OOS 82-6
Diagnosing the uncertainty of Earth system models using a traceability framework

Friday, August 14, 2015: 9:50 AM
310, Baltimore Convention Center
Junyi Liang, Department of Microbiology and Plant Biology, University of Oklahoma, Norman, OK
Lifen Jiang, Microbiology and Plant Biology, University of Oklahoma, Norman, OK
Jianyang Xia, Department of Microbiology and Plant Biology, University of Oklahoma, Norman, OK
Ying Wang, Department of Mathematics, University of Oklahoma, Norman, OK
Yiqi Luo, Microbiology and Plant Biology, University of Oklahoma, Norman, OK
Background/Question/Methods

A huge uncertainty exists between the predictions of Earth system models in the terrestrial carbon cycle and its feedback to climate change.
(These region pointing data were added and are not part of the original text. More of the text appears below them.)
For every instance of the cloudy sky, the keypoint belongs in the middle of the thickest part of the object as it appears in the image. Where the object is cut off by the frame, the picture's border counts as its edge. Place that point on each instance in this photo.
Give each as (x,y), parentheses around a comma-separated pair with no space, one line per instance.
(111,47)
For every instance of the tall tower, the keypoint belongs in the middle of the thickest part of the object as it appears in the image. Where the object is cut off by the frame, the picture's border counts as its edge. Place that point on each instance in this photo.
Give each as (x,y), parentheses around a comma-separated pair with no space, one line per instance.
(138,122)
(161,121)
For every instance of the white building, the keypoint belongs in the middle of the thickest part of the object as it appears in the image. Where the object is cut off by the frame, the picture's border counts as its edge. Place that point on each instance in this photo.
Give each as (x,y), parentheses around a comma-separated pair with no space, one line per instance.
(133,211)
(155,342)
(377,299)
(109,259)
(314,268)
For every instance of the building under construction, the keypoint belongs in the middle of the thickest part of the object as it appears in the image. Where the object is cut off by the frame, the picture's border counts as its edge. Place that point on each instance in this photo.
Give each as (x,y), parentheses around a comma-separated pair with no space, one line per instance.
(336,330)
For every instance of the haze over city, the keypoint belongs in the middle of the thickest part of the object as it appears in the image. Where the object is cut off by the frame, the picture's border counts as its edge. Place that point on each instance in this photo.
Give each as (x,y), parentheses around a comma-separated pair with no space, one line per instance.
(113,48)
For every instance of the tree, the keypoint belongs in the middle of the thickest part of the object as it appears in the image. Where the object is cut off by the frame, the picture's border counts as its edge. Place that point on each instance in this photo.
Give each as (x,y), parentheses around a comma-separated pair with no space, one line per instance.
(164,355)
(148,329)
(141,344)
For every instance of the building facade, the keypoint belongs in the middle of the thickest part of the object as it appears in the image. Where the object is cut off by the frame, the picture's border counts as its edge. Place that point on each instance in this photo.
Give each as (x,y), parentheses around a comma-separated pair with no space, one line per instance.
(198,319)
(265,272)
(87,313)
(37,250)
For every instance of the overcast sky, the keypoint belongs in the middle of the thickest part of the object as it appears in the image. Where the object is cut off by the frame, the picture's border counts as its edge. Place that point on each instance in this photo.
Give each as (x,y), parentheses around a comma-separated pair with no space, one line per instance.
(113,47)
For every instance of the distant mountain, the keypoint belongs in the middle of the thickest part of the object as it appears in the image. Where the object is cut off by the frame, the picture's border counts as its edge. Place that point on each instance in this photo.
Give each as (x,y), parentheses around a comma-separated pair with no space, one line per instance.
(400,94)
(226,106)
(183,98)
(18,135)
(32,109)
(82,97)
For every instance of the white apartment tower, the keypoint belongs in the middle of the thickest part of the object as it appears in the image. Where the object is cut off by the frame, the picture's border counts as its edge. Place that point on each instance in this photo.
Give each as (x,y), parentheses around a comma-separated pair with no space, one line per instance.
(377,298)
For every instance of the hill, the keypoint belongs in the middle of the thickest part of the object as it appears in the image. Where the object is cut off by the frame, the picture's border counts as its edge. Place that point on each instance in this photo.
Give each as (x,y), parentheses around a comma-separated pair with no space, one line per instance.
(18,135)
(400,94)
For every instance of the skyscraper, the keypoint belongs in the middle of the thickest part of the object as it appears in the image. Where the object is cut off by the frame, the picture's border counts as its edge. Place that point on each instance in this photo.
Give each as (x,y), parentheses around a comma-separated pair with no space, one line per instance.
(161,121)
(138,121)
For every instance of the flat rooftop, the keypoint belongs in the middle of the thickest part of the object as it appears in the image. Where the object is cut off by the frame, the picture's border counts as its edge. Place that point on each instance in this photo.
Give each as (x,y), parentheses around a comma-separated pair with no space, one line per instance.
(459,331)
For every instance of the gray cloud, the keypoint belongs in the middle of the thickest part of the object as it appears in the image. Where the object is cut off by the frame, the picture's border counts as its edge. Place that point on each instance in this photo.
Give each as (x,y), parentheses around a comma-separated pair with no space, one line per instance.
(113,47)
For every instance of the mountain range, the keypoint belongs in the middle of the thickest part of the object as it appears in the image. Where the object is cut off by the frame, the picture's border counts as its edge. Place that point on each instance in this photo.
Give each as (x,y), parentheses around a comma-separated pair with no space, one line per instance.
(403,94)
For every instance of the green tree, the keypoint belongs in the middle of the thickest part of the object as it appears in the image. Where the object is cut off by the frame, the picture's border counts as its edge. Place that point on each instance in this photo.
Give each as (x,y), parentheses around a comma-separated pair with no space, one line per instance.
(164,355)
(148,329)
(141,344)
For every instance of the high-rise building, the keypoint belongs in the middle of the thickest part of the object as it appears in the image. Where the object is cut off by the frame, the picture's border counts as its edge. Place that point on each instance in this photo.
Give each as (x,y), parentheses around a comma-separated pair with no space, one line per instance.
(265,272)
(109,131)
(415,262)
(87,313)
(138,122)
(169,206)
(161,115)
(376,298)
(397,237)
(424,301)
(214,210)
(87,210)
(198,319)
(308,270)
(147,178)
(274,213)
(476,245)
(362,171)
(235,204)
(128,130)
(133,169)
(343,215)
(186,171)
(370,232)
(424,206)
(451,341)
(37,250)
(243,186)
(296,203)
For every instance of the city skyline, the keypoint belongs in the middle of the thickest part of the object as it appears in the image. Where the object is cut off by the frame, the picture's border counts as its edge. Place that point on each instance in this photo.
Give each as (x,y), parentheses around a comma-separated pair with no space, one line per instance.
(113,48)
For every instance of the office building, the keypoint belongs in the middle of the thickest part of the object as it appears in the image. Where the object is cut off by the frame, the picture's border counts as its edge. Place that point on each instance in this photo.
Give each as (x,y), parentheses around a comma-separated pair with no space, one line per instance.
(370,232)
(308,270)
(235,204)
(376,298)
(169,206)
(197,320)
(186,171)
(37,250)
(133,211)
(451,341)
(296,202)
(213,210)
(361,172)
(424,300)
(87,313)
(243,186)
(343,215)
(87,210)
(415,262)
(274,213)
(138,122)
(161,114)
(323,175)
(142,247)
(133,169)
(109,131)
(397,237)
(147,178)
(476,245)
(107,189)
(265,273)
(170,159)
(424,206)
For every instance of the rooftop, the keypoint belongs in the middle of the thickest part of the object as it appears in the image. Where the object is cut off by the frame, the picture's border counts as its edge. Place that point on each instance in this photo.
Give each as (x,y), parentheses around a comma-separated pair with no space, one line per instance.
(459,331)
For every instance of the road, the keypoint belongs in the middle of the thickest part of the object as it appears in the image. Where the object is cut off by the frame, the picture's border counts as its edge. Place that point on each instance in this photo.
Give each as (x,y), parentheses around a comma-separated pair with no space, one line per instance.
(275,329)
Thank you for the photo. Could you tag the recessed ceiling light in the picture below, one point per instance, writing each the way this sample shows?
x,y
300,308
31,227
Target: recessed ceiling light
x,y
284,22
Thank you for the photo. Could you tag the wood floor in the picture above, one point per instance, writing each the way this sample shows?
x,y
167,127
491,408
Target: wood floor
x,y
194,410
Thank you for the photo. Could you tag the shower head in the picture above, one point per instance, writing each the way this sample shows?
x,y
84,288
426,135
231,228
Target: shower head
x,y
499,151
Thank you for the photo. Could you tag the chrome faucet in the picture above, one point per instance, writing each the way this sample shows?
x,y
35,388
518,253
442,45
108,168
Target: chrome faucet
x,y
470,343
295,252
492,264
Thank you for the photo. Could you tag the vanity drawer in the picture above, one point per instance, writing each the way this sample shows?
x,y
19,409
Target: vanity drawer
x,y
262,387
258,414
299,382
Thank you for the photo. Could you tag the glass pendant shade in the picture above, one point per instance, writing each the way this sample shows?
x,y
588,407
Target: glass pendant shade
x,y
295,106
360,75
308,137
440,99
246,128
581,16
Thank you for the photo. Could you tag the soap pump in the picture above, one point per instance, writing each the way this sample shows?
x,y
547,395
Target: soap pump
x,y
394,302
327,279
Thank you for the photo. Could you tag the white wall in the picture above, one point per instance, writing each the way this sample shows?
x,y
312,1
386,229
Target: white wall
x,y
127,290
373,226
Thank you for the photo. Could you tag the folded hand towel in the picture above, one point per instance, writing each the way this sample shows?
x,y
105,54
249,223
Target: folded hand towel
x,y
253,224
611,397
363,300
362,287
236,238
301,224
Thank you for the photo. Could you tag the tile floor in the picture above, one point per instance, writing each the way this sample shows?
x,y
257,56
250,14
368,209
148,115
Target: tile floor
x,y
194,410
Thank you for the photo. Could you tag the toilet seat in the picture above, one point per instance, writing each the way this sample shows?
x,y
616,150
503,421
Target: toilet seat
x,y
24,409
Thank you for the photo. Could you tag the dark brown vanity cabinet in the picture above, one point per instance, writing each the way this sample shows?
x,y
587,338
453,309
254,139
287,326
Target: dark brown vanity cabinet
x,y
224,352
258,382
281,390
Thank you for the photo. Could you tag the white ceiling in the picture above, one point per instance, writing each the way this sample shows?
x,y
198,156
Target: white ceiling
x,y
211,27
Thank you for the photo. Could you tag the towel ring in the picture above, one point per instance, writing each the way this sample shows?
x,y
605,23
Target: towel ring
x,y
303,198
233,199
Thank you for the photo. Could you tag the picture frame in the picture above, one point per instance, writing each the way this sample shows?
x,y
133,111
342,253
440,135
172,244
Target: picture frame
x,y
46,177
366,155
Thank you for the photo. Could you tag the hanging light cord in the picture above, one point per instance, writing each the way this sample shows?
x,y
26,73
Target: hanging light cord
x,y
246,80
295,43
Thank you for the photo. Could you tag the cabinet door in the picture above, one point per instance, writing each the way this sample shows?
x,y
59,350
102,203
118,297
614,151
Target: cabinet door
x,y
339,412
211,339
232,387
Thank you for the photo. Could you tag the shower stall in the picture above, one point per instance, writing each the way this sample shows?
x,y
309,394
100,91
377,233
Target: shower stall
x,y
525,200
Therefore, it is critical to understand the underlying reasons for the uncertainty. However, the Earth system models have become increasingly complex, making it difficult to diagnose. In this study, we have developed a traceability framework to trace the reasons step by step. We first simulated the outputs from Coupled Model Intercomparison Project Phase 5 (CMIP5) using a simplified carbon cycle model, and derived the necessary components for the traceability analysis using a data assimilation technique. Then, we decomposed the carbon cycle analytically to trace the reasons for the uncertainty between Earth system models in CMIP5.

Results/Conclusions

The traceability framework decomposed the terrestrial carbon into two parts, carbon in the steady state (which shows the capacity of the terrestrial carbon storage under given climate conditions) and the remaining potential (which is the difference between the capacity and the actual carbon storage). The results showed that the capacity of the terrestrial carbon storage is different dramatically among models. The difference could be attributed to the residence time and net primary production (NPP). Specifically, the residence times of all root, wood, litter and soil were significantly different. The difference of the residence times could further be attributed to the decay rate, transfer coefficients between pools and allocations of NPP.